En décembre 1943, l’écrivain Raymond Guérin (1905-1955) est libéré du stalag où il vient de passer plus de trois ans. De retour à Paris, il découvre la France de l’Occupation, bien différente de celle qu’il avait laissée en 1940. « La sottise bat son plein », écrit-il dans son journal, en constatant que la vie culturelle continue comme si de rien n’était et combien les Parisiens se sont habitués à l’occupant et au marché noir.
Piloté par Jean Paulhan ou Gaston Gallimard, il reprend contact avec le petit monde littéraire.

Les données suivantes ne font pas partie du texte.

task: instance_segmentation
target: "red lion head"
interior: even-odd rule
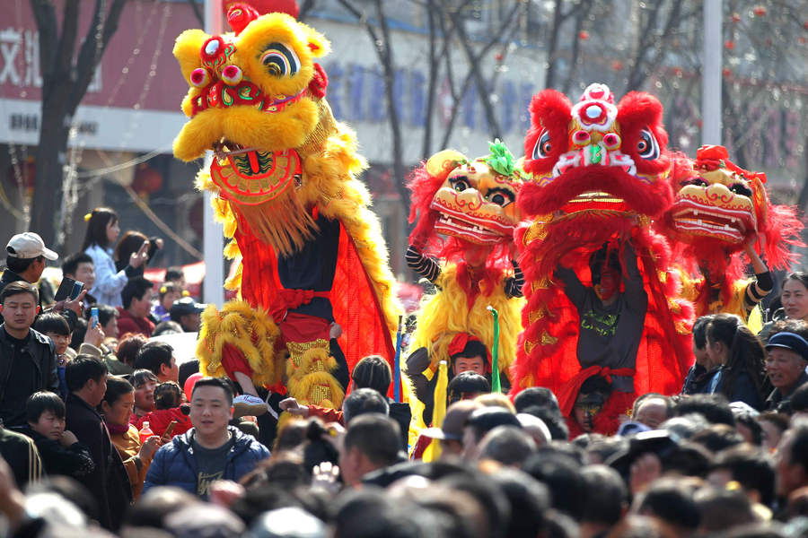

Il rend visite à Camus, Sartre, Queneau, Chardonne, à son compagnon de détention Henri Cartier-Bresson. Mais à son ami Henri Calet, il écrit : « Je me fais l’effet d’un revenant, d’un fantôme. Je n’ai plus ma place dans ce monde étouffant et fascisé. » Épuisé, écœuré, Guérin rentre chez lui, dans le Sud-Ouest.
Quelques mois plus tard, c’est avec un enthousiasme ému qu’il commente la Libération de la France. Mais l’euphorie des premiers jours ne dure pas. Dans des pages décapantes, il commente la veulerie des procès d’épuration auxquels il assiste.